KUCHING: The European Conservatives and Reformists Group (ECR) of the European Parliament has given its full backing to the state’s palm oil industry amid strong criticisms from European non-governmental organisations (NGOs) on the crop’s alleged damaging impact on the environment.
The parliament’s Committee on Agriculture and Rural Development member Richard Ashworth said ECR would defend the state’s palm oil cultivation practice against the passing of European laws that could affect the production of palm oil in the country.
The South East of England Member of European Parliament (MEP) mentioned that Sarawak had proven that palm oil was environmentally sustainable and that the industry had a phenomenal role to play in bringing wealth to the local community.
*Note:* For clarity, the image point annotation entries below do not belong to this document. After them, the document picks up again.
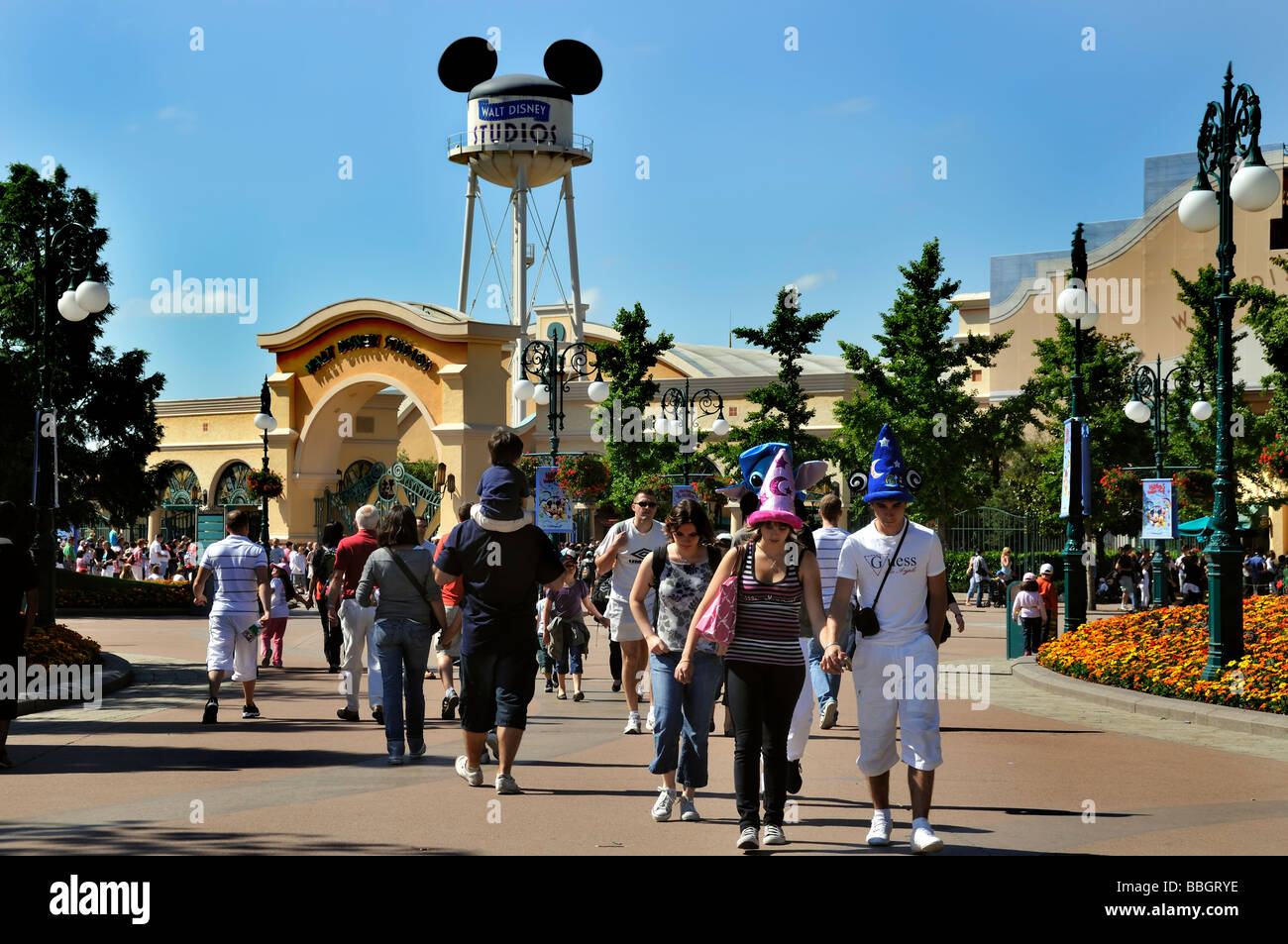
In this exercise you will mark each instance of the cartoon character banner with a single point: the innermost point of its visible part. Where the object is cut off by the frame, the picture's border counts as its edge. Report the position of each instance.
(1158, 518)
(1086, 469)
(554, 510)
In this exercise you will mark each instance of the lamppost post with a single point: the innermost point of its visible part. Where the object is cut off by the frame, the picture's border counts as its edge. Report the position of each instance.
(73, 305)
(554, 369)
(1254, 187)
(1077, 307)
(1150, 389)
(265, 421)
(684, 412)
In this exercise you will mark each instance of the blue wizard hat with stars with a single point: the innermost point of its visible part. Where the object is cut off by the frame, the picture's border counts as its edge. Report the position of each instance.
(889, 476)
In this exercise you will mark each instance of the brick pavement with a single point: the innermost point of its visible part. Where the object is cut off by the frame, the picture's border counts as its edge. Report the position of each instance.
(1020, 777)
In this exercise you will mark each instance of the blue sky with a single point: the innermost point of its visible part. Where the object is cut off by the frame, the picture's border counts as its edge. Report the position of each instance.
(767, 165)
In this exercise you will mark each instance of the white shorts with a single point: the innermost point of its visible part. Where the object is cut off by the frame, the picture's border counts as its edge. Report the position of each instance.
(228, 649)
(621, 622)
(881, 685)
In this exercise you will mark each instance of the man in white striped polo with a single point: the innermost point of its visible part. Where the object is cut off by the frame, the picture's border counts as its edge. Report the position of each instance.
(241, 574)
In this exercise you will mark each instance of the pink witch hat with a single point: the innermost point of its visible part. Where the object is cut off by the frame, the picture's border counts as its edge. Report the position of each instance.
(778, 494)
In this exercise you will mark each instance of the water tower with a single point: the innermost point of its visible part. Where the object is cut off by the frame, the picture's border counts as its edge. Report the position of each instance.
(519, 136)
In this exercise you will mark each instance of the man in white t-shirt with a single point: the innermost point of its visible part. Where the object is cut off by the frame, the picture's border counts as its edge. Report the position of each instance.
(622, 550)
(241, 571)
(897, 670)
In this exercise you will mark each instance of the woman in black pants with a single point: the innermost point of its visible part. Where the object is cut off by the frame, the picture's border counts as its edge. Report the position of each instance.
(323, 566)
(764, 662)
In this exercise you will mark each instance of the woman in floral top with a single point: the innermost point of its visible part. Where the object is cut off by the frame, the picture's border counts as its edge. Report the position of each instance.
(682, 710)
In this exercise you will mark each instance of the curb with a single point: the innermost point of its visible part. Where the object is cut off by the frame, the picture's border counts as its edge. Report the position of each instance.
(116, 675)
(1243, 720)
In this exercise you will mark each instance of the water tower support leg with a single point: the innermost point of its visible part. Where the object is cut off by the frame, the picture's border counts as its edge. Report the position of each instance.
(471, 193)
(575, 275)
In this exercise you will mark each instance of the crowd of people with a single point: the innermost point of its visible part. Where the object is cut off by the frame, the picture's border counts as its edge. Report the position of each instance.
(469, 595)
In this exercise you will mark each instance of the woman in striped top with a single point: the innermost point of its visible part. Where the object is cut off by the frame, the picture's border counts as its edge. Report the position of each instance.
(764, 662)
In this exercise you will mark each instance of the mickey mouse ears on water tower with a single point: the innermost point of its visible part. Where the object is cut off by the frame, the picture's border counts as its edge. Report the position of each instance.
(472, 59)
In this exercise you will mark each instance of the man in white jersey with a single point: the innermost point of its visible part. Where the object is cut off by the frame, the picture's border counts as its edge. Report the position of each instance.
(622, 549)
(896, 670)
(241, 570)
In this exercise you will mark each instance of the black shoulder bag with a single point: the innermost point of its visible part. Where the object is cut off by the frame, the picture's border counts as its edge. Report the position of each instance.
(420, 587)
(864, 620)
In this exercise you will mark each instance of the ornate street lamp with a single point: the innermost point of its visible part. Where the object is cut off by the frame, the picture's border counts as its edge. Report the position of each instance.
(1254, 187)
(1081, 310)
(554, 369)
(265, 421)
(684, 413)
(1149, 403)
(75, 305)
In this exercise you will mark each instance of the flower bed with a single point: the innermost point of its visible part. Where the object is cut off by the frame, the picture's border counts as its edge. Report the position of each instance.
(1163, 652)
(86, 591)
(59, 646)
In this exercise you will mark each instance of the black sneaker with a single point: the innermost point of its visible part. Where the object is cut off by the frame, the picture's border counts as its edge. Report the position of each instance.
(794, 777)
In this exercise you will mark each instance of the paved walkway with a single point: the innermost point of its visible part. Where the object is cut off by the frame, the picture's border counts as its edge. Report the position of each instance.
(1031, 772)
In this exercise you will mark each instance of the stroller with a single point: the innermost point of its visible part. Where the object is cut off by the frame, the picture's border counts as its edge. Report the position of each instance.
(997, 590)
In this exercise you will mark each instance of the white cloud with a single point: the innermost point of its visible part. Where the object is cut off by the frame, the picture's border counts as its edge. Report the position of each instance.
(812, 279)
(178, 117)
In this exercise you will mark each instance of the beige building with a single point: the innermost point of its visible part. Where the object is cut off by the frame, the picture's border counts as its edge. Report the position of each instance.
(361, 380)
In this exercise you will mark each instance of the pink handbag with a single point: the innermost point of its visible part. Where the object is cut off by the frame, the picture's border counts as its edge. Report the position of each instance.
(717, 622)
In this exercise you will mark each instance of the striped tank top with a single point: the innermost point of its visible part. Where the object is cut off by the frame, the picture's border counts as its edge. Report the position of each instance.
(768, 617)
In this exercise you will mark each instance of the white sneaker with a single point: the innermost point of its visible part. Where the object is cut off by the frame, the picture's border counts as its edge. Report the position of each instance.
(472, 777)
(664, 805)
(923, 839)
(879, 833)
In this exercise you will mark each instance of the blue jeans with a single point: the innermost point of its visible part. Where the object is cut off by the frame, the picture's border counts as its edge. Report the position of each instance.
(403, 644)
(825, 686)
(682, 715)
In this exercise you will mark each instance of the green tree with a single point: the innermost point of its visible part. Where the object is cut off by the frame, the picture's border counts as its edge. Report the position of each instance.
(1267, 317)
(629, 365)
(915, 381)
(104, 399)
(785, 411)
(1189, 441)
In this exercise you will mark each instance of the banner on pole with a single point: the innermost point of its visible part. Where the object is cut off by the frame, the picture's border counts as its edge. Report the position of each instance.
(1158, 515)
(682, 492)
(1086, 469)
(554, 510)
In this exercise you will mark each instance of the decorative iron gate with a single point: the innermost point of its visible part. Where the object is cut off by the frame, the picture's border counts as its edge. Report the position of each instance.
(991, 530)
(340, 506)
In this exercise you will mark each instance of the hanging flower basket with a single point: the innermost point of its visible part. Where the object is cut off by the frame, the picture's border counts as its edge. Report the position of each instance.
(265, 484)
(584, 478)
(1274, 459)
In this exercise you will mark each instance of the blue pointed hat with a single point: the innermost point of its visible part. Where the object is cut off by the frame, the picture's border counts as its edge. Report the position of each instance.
(889, 476)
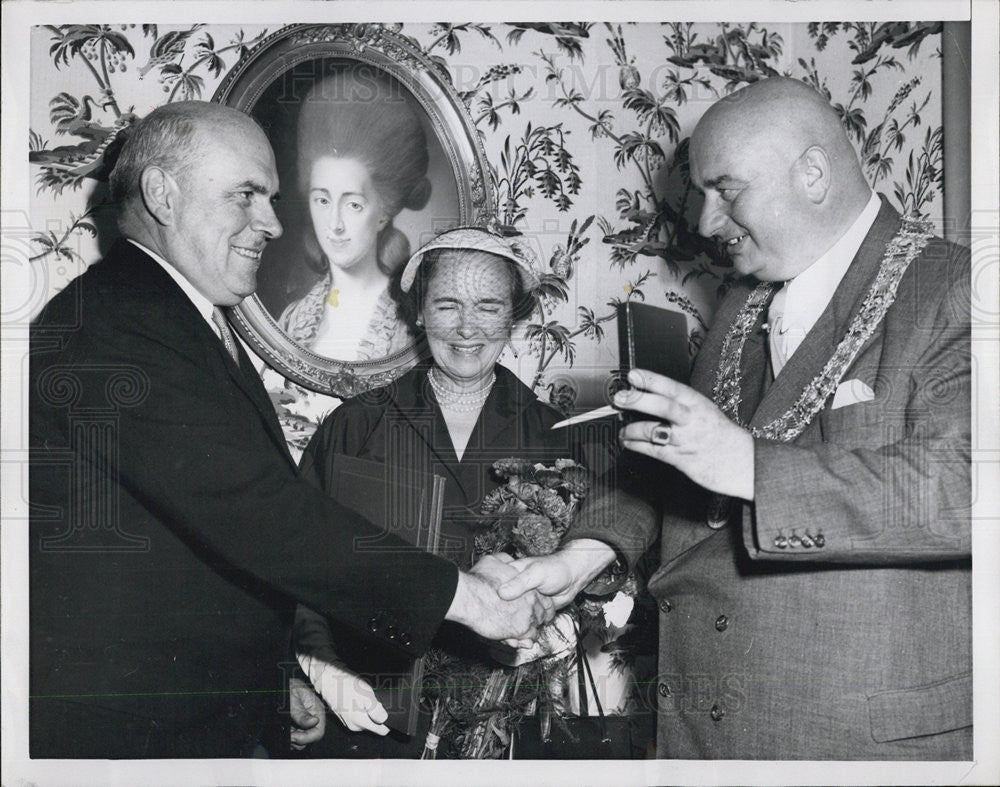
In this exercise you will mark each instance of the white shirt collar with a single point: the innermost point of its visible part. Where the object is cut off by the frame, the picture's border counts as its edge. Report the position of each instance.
(807, 295)
(201, 303)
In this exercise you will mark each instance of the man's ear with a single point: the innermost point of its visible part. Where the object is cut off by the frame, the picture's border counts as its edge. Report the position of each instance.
(815, 169)
(160, 194)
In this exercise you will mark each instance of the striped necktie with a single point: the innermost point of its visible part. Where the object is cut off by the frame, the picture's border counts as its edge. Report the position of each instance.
(783, 339)
(225, 333)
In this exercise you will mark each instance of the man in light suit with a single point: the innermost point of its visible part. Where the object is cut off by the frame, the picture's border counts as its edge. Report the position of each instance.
(814, 590)
(171, 533)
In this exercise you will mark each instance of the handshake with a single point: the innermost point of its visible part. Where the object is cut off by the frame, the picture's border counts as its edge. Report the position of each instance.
(500, 598)
(505, 599)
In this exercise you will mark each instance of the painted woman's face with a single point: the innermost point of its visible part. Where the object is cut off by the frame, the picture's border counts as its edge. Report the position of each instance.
(468, 311)
(345, 212)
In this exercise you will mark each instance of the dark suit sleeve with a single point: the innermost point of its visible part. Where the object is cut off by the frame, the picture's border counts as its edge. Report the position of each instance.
(895, 485)
(195, 452)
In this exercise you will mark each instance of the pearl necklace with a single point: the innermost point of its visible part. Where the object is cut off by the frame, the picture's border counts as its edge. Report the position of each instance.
(468, 402)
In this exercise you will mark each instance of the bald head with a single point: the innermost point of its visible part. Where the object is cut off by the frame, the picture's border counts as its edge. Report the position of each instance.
(197, 184)
(781, 180)
(782, 116)
(174, 137)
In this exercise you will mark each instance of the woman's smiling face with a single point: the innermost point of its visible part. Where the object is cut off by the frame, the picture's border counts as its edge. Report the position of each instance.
(345, 211)
(468, 311)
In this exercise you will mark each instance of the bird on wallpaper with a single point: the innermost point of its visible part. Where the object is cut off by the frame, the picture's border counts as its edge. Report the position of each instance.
(897, 35)
(166, 48)
(566, 34)
(74, 116)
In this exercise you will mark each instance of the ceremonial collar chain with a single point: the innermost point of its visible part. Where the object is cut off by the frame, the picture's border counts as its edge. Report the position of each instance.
(899, 253)
(470, 401)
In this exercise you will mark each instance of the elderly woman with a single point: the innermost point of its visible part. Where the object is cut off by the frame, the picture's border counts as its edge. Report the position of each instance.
(456, 415)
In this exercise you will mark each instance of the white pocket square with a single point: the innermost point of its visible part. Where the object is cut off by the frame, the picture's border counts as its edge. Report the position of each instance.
(851, 392)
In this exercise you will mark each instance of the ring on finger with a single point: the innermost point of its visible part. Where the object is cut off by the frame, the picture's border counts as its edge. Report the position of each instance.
(661, 434)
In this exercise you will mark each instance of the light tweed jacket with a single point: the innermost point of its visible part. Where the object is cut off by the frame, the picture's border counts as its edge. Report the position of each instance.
(831, 619)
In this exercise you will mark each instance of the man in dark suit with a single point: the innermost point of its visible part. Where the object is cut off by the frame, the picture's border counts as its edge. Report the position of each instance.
(171, 533)
(814, 480)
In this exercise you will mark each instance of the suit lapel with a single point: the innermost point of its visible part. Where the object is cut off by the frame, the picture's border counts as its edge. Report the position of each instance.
(247, 380)
(821, 342)
(179, 317)
(414, 398)
(754, 369)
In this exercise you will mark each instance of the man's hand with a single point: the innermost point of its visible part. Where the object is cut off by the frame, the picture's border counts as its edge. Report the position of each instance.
(478, 606)
(561, 575)
(307, 712)
(692, 434)
(349, 697)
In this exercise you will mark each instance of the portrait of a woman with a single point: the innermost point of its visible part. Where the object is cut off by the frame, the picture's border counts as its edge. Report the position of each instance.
(454, 416)
(361, 159)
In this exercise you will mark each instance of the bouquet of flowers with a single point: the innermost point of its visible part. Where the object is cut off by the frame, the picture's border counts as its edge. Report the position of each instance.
(477, 706)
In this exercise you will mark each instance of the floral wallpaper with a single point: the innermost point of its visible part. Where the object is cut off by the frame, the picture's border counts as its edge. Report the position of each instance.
(585, 126)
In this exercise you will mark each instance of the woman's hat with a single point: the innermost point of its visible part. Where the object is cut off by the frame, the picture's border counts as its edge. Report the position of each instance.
(478, 239)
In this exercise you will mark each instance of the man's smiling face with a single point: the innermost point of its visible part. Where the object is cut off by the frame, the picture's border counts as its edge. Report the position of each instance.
(752, 205)
(225, 214)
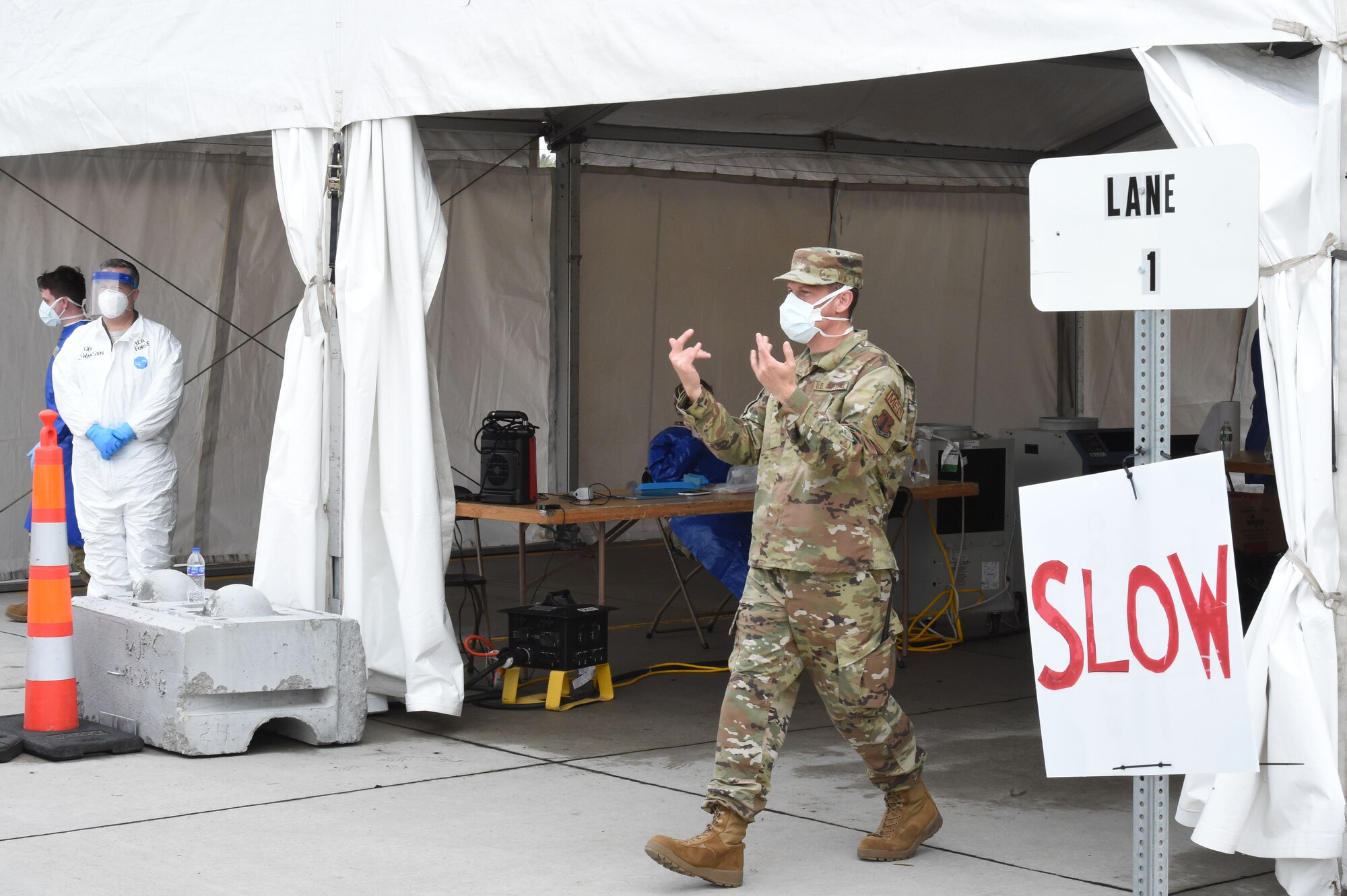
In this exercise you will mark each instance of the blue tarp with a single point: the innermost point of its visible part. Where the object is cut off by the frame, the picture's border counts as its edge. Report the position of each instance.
(719, 541)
He criticised NGOs for using generic criticisms and making sweeping statements on the whole industry.
“We are conscious that there is a great deal of legislation being passed in the European Parliament within months or even years, which will heavily impact upon crops such as palm oil and in turn creating considerable effect on the prosperity of those producing the crop in Malaysia.
“We have been given great reassurance that in environmental terms, Sarawak has exceeded expectations. The agriculture development of palm oil, particularly the cooperative element with small farmers and shareholders scheme, is not just environmentally sustainable but has done enormous amount of good to lift small farmers out of subsistence agriculture and giving them a sense of involvement and dignified existence.
“On the series of ongoing debates in the European Parliament, we will make a difference. We will go back and speak on your behalf. We are on your side on this particular argument,” he told a press conference at Pullman Hotel here on Tuesday after attending a roundtable dialogue on the state’s palm oil industry.
Present were Deputy Chief Minister Datuk Patinggi Tan Sri Alfred Jabu Numpang and Roger Helmer, the MEP representing East Midlands England and member of the Industry, Research and Energy Committee.
Ashworth and Helmer were part of a delegation – including South East England MEP Nirj Deva and MEP representing Yorkshire and Humber region of the United Kingdom Amjad Bashir – on a two-day visit here to learn and better understand about palm oil crop and its cultivation, social element and environmental aspect.
Deva is also vice-chair of the Development Committee, while Bashir is also a Substitute Committee on International Trade.
Ashworth acknowledged that that there were examples of bad cultivation practices, such as the slash and burn policies of certain countries on their forests. He deemed the potential and productivity of palm oil crop and what it had achieved for the people and Sarawak as “fantastic” and should be cherished and encouraged.
Helmer also echoed Ashworth opinion on the damaging effect of what he labelled as unsubstantiated criticisms in the part of European NGOs and Green Party movement in the European Parliament.
“The Green organisation, which has so much influence in the European institution, does not focus particularly on Malaysia but are driven by an obsessive ideology and with little regards to facts. My personal view is they do a great deal of damage.
“The difference that has been made by us coming here is that we have a much clearer grasps on what is actually going on. One example is the issue of how much land have taken up for palm oil cultivation and how much land remains for the benefit of the environment.”
Citing Europe’s flawed biofuels policy as an example, Helmer mentioned that the European institution frequently introduced laws only to change it later on when the effect was found to be damaging.
Ashworth sits in a 19 strong Conservative delegation in Brussels, which is part of the ECR with 71 MEPs, and is the third largest group in the European Parliament. Helmer leads 24 United Kingdom Independence Party (UKIP) members, the largest UK delegation in Brussels. The European Parliament is composed of 751 members.